- Directed by: Jean-Louis Roy
- Written by: Gabriel Arout
- Starring: Daniel Emilfork Howard Vernon Serge Gainsbourg Jacques Dufilho Ben Carruthers Marie-France Boyer
- Cinematography: Roger Bimpage
- Music by: Alphonse Roy
- Production company: Frajea Film
- Release date: 1967;
- Running time: 90 minutes
- Country: Switzerland
- Language: French

= The Unknown Man of Shandigor =

1967 film

The Unknown Man of Shandigor (French: L'Inconnu de Shandigor) is a 1967 Swiss film directed by Jean-Louis Roy and written by Gabriel Arout. Set around rival efforts to obtain a device capable of neutralising nuclear forces, it was screened in competition at the 1967 Cannes Film Festival and was later shown at festivals including Locarno and the Lumière Film Festival.

== Synopsis ==
Three rival groups, the Soviets, the Americans, and the “Bald Heads”, seek to obtain the Canceler, a machine developed by the scientist Herbert von Krantz that can neutralise nuclear forces.

==Cast==
The cast includes:

- Daniel Emilfork as Herbert von Krantz
- Marie-France Boyer as Sylvaine, le Bonheur
- Ben Carruthers as Manuel, Shadow
- Howard Vernon as Alphaville
- Jacques Dufilho as Schostacovitch, spy

== Reception ==
Glenn Kenny of The New York Times described the film as “a sci-fi fable of the nuclear anxiety age”. Filmdienst wrote that it parodies spy-film clichés in a mode of fantastic realism and praised its imagery, while noting an occasionally superficial emphasis on style.
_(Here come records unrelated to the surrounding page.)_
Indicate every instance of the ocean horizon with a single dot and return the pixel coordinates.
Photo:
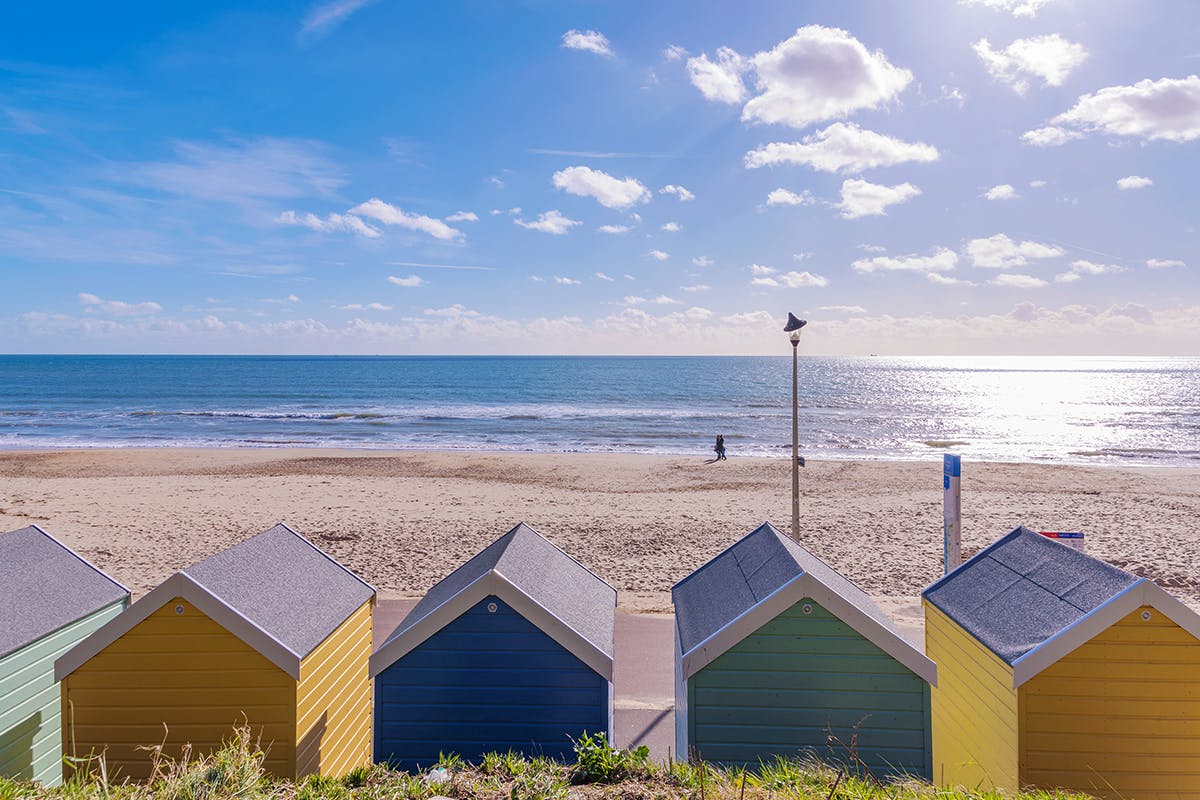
(1085, 410)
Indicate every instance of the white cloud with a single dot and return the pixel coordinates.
(1050, 58)
(821, 73)
(673, 52)
(328, 16)
(1015, 7)
(550, 222)
(610, 192)
(1090, 268)
(1168, 109)
(117, 307)
(390, 215)
(678, 191)
(1014, 281)
(792, 281)
(945, 280)
(784, 197)
(862, 198)
(367, 306)
(587, 40)
(721, 79)
(1049, 136)
(1134, 181)
(841, 148)
(1001, 192)
(347, 222)
(942, 260)
(1001, 253)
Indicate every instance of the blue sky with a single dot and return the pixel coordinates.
(936, 176)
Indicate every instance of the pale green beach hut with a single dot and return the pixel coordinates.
(779, 655)
(49, 600)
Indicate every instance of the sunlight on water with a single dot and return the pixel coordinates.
(1084, 410)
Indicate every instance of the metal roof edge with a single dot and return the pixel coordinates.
(328, 557)
(534, 530)
(179, 585)
(555, 626)
(85, 561)
(1143, 591)
(400, 644)
(737, 629)
(491, 583)
(731, 546)
(970, 560)
(1083, 630)
(879, 635)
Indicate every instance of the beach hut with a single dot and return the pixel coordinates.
(1060, 671)
(513, 650)
(778, 655)
(49, 600)
(270, 632)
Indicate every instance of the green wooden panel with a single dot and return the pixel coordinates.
(30, 705)
(801, 679)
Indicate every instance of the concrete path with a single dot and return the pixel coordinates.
(643, 674)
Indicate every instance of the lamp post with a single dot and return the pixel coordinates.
(793, 335)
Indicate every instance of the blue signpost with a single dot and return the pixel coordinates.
(952, 512)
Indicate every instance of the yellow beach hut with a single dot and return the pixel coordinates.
(271, 631)
(1060, 671)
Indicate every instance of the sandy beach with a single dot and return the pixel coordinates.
(405, 519)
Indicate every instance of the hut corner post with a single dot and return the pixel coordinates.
(952, 512)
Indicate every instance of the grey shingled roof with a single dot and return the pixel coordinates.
(283, 584)
(1024, 589)
(45, 585)
(748, 572)
(552, 578)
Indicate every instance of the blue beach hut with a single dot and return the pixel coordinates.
(513, 650)
(777, 653)
(51, 599)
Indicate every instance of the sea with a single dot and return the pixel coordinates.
(1085, 410)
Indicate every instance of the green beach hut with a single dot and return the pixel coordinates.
(49, 600)
(778, 655)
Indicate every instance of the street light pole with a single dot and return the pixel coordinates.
(793, 334)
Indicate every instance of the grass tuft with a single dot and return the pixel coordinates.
(600, 773)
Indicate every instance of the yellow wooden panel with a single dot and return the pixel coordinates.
(973, 709)
(198, 685)
(334, 701)
(1120, 716)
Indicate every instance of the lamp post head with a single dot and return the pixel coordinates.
(793, 328)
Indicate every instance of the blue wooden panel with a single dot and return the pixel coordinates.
(487, 681)
(798, 680)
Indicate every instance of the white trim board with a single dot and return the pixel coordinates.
(1099, 619)
(791, 593)
(179, 585)
(492, 583)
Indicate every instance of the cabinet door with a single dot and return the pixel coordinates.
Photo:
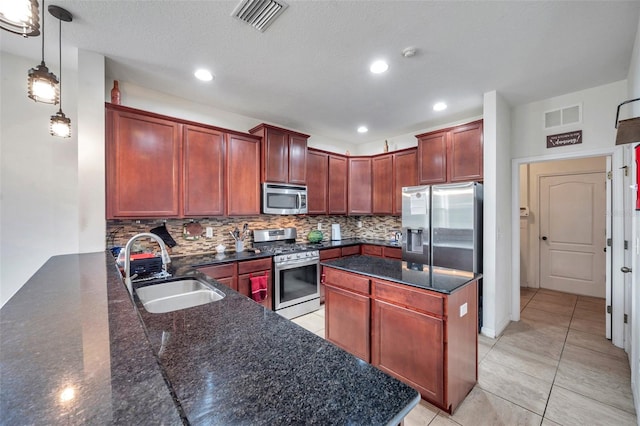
(144, 157)
(318, 172)
(337, 184)
(382, 189)
(203, 192)
(243, 176)
(432, 158)
(405, 173)
(410, 346)
(276, 156)
(359, 186)
(244, 287)
(347, 321)
(297, 160)
(466, 153)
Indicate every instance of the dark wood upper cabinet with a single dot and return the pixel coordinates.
(204, 154)
(405, 173)
(284, 154)
(466, 153)
(143, 163)
(317, 190)
(337, 188)
(432, 157)
(243, 176)
(359, 185)
(451, 155)
(382, 177)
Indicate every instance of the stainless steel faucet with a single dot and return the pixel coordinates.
(127, 257)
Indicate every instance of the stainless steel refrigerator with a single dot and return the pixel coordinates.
(442, 225)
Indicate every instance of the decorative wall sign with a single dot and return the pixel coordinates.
(563, 139)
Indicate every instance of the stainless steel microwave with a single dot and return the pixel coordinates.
(279, 198)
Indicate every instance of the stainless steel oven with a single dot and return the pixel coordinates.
(297, 283)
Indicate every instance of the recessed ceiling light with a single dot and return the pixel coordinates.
(378, 67)
(203, 75)
(439, 106)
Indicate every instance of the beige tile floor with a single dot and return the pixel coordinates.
(553, 367)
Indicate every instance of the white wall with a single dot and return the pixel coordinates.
(599, 106)
(38, 177)
(497, 296)
(161, 103)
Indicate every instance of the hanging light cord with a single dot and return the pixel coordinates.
(59, 54)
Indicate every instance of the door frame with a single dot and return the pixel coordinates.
(607, 212)
(615, 205)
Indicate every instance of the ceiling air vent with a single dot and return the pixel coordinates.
(259, 13)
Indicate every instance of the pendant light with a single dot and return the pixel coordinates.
(20, 17)
(60, 124)
(43, 84)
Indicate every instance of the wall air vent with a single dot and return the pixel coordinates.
(563, 116)
(259, 13)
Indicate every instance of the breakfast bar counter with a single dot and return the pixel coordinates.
(75, 349)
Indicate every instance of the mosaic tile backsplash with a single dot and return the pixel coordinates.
(118, 232)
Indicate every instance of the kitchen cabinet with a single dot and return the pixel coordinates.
(204, 164)
(405, 173)
(318, 172)
(143, 165)
(359, 187)
(225, 273)
(284, 154)
(347, 312)
(382, 184)
(424, 338)
(255, 268)
(451, 155)
(243, 176)
(337, 188)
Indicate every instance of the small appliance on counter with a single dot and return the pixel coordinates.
(335, 232)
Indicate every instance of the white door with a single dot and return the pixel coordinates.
(573, 233)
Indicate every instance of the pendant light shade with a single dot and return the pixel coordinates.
(42, 84)
(20, 17)
(60, 125)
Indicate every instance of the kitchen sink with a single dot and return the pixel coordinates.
(175, 295)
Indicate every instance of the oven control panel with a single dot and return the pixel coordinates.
(301, 255)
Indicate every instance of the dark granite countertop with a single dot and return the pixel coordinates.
(438, 279)
(74, 326)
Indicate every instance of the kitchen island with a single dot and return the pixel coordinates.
(415, 322)
(75, 349)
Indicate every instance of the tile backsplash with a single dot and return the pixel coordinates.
(118, 232)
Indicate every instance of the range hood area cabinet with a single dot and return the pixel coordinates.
(163, 167)
(284, 154)
(451, 155)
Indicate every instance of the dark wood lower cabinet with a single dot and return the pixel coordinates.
(409, 345)
(425, 338)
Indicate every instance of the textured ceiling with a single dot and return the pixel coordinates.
(309, 69)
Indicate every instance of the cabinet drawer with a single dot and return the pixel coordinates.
(254, 265)
(346, 280)
(393, 252)
(372, 250)
(226, 270)
(350, 250)
(409, 297)
(327, 254)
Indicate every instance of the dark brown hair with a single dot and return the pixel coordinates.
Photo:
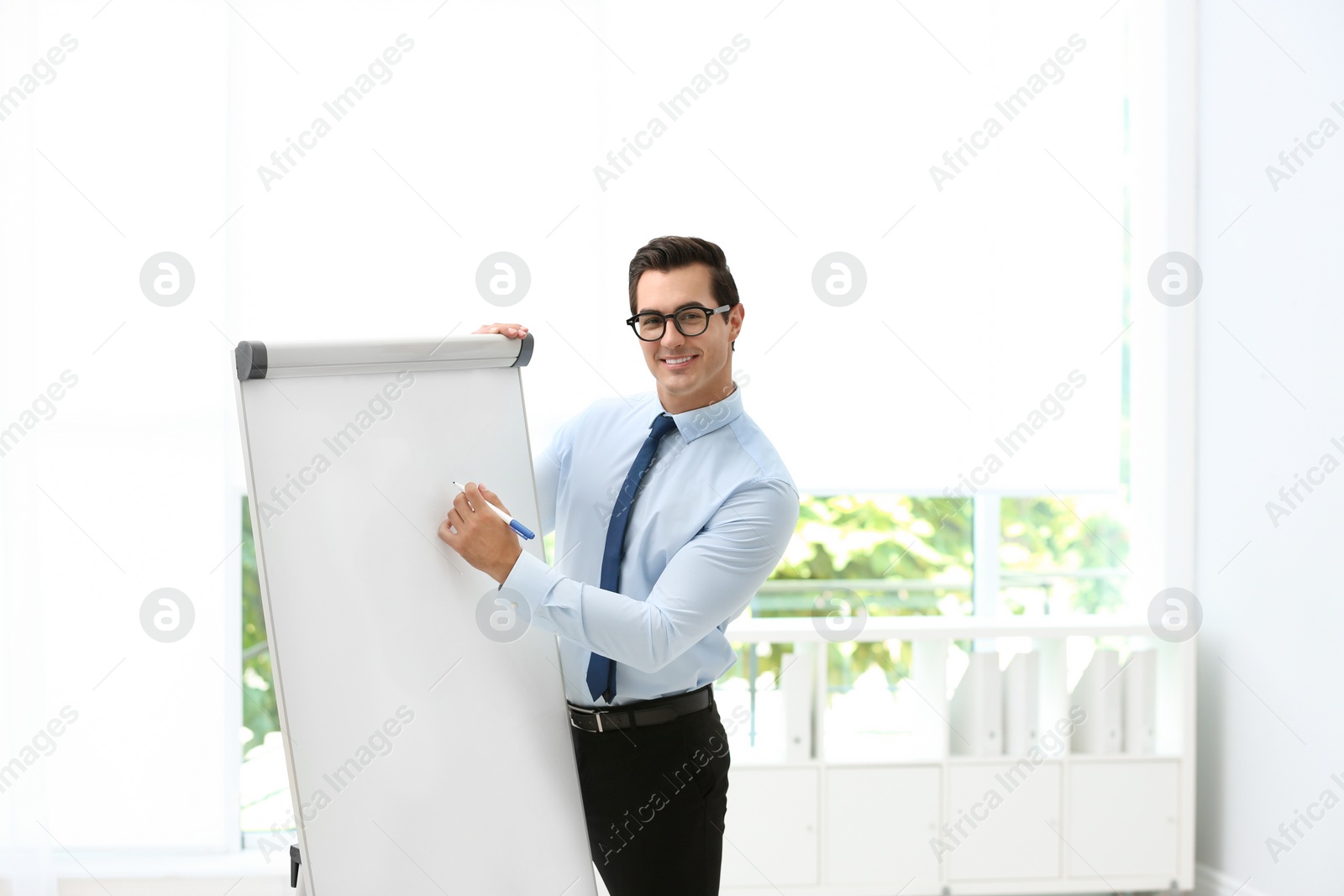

Eye for Film wrote that the film “is such a handsomely shot, gloriously stylised piece of work that it can stand alongside the best of the genre proper”. Filmo described it as a brilliantly crafted work that blends humour and tragedy and still feels very modern.

== Festival screenings ==
The film was screened in competition at the 1967 Cannes Film Festival and was also shown at the Locarno Film Festival and Solothurner Filmtage that year. Among its later festival screenings were the 10th Neuchâtel International Fantastic Film Festival in 2010, the 69th Locarno Film Festival in 2016, and the Lumière Film Festival in Lyon in 2021, where a restored version was presented by Cinémathèque suisse.